The department announced that Fry will be charged for disclosing suspicious activity reports without authorization.

Suspicious activity reports are filed by banks when they come across financial activity that they believe may be tied to criminal acts. Investigators within the federal government can then pursue these leads.

In May 2018, Michael Avenatti, the lawyer for Stormy Daniels, who had been suing the president and Cohen, dropped a bombshell when he published some of Cohen’s financial records. They showed he had received highly dubious payments from major companies made to a private shell company after Trump’s election. It wasn’t clear whether the records were evidence of any criminal acts, though it did suggest Cohen was involved in morally dubious influence-peddling.

But at the time, many observers noted that the records appeared to come from SARs. Leaking these records, they noted, would almost certainly constitute a crime.

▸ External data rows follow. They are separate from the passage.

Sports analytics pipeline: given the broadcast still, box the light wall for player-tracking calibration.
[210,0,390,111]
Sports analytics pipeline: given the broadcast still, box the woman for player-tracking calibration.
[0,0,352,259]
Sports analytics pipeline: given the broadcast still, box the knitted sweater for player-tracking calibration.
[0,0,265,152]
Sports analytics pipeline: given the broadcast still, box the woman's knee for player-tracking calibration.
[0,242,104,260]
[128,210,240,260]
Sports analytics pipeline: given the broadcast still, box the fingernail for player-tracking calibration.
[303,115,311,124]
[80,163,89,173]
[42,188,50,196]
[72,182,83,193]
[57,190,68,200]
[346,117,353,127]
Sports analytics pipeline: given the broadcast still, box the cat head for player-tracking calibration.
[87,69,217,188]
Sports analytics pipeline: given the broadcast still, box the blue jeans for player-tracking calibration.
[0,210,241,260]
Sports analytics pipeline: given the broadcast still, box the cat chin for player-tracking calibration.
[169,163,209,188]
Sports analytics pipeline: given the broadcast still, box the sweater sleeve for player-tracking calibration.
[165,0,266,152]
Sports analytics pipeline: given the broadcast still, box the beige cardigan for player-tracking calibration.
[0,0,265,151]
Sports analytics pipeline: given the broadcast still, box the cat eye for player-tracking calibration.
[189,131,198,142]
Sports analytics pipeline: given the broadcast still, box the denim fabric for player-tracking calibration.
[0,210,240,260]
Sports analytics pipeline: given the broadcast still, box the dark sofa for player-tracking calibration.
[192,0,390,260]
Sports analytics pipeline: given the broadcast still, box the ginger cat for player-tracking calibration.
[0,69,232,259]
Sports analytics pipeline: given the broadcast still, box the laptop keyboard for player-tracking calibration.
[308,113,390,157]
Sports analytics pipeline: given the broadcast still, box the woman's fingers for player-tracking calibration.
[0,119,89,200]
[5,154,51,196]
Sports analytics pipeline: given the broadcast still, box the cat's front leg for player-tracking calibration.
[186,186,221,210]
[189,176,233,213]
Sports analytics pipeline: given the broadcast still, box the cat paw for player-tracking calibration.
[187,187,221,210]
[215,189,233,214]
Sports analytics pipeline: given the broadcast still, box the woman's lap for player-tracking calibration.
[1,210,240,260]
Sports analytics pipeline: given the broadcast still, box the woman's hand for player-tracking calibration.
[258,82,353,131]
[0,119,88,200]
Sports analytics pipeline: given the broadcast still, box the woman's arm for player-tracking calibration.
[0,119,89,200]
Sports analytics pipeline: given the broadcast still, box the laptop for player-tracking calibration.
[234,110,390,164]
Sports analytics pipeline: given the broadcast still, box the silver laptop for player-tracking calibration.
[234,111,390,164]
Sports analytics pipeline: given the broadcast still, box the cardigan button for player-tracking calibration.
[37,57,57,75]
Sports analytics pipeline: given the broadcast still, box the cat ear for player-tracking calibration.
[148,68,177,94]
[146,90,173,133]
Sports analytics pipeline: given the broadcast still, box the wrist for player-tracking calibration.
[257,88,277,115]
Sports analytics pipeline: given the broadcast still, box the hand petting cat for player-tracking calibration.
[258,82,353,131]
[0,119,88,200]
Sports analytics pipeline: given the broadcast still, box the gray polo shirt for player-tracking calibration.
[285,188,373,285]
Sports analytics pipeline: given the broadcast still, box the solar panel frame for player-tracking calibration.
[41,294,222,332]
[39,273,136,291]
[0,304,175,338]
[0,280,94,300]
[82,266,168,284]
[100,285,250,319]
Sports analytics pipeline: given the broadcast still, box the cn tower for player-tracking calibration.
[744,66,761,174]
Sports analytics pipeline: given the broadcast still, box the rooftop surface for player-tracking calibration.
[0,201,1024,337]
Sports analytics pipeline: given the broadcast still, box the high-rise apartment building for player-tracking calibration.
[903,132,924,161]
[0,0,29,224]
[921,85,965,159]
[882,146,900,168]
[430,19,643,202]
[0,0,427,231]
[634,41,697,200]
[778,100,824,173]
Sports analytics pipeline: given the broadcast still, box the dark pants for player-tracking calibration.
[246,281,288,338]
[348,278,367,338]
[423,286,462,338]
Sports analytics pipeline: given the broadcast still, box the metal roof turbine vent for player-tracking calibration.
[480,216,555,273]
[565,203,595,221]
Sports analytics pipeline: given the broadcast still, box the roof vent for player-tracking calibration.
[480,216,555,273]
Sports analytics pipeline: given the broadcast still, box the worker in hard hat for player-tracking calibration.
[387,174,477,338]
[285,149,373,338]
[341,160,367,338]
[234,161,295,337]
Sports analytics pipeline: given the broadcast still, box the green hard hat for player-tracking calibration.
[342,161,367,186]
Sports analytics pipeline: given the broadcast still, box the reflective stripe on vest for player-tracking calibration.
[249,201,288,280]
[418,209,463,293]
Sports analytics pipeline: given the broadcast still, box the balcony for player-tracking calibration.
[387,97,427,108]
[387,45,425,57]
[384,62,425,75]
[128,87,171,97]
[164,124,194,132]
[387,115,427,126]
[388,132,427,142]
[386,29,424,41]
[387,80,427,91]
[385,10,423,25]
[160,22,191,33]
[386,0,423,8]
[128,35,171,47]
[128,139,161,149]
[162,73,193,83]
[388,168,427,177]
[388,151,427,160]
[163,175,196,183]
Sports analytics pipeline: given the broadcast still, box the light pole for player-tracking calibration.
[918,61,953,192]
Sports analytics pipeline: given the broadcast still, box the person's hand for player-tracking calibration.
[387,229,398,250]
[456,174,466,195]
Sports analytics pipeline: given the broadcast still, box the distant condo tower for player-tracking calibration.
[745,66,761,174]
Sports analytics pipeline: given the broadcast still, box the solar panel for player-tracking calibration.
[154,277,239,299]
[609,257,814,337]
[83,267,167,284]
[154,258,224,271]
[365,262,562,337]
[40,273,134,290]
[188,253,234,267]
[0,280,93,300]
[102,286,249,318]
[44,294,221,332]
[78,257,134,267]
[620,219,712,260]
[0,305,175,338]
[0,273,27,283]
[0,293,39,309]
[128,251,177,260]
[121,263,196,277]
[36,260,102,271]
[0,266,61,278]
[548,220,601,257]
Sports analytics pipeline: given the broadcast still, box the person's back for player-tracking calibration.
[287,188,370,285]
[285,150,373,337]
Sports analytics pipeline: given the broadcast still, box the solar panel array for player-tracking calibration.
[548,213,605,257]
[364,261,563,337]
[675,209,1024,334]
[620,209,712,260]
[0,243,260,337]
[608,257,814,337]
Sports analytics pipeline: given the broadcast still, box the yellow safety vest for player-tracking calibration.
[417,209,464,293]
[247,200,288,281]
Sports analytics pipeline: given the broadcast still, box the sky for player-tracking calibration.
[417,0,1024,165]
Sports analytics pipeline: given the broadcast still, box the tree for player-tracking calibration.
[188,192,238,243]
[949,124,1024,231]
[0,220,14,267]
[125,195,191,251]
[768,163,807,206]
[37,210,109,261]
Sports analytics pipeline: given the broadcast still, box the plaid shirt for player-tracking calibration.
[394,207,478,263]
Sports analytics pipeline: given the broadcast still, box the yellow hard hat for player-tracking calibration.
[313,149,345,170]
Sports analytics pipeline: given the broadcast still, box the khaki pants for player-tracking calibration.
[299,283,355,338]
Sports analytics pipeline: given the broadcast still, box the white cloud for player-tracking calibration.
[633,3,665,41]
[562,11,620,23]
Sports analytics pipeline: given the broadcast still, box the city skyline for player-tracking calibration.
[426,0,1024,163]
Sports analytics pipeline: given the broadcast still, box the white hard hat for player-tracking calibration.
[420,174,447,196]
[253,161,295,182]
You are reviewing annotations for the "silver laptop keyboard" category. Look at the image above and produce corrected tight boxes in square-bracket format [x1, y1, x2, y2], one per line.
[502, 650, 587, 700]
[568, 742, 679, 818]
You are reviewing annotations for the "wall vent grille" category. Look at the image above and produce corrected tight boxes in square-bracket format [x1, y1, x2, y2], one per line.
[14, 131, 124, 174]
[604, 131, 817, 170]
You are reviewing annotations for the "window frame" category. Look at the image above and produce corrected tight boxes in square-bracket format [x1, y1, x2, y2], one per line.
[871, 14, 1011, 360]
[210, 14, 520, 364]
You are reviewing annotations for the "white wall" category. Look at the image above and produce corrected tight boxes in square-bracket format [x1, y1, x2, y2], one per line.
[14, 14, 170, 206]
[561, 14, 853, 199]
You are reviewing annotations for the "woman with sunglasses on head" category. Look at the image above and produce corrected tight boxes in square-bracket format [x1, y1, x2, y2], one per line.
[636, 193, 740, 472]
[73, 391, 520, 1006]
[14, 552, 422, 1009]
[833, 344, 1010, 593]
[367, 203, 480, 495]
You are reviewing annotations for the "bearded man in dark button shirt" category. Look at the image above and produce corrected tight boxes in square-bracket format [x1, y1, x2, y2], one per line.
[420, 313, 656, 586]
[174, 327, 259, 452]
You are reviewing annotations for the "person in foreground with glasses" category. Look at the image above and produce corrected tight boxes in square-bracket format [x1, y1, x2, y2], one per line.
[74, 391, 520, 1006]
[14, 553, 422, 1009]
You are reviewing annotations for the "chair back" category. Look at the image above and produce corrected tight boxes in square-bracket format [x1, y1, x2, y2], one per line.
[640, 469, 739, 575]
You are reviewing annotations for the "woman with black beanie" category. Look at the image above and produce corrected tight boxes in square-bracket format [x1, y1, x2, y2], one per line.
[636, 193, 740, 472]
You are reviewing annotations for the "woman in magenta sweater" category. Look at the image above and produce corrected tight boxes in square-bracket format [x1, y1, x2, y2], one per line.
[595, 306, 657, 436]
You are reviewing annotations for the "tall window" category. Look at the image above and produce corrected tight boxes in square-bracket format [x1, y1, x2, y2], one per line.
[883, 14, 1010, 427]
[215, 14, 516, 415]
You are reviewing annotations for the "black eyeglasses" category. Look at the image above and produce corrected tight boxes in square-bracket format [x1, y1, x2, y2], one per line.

The Justice Department now believes Fry committed the crime. And according to the complaint filed with the U.S. District Court of Northern California, Fry admitted to giving the documents to Avenatti. Avenatti also reportedly gave these documents to Ronan Farrow of the New Yorker, referred to as “Reporter-1,” and Fry admitted to confirming the authenticity of the documents to Farrow, according to the complaint.

At the time Farrow’s story broke, he reported that a law enforcement official believed the SARs had been illicitly removed from the records.

“[The] official had grown alarmed after being unable to find two important reports on Cohen’s financial activity in a government database,” Farrow reported. “The official, worried that the information was being withheld from law enforcement, released the remaining documents.”

According to the indictment, Fry was simply mistaken about this. It says that the SARs had been restricted, and that had Fry wanted to view them, he would have had to contact the appropriate authorities within the department and explain why he needed to see the files.

Avenatti is not charged and does not appear to be implicated in the document, and he defended his role to NBC News.

“I have done nothing wrong and did not violate any law whatsoever, just like reporters don’t violate the law when they do their jobs,” he said.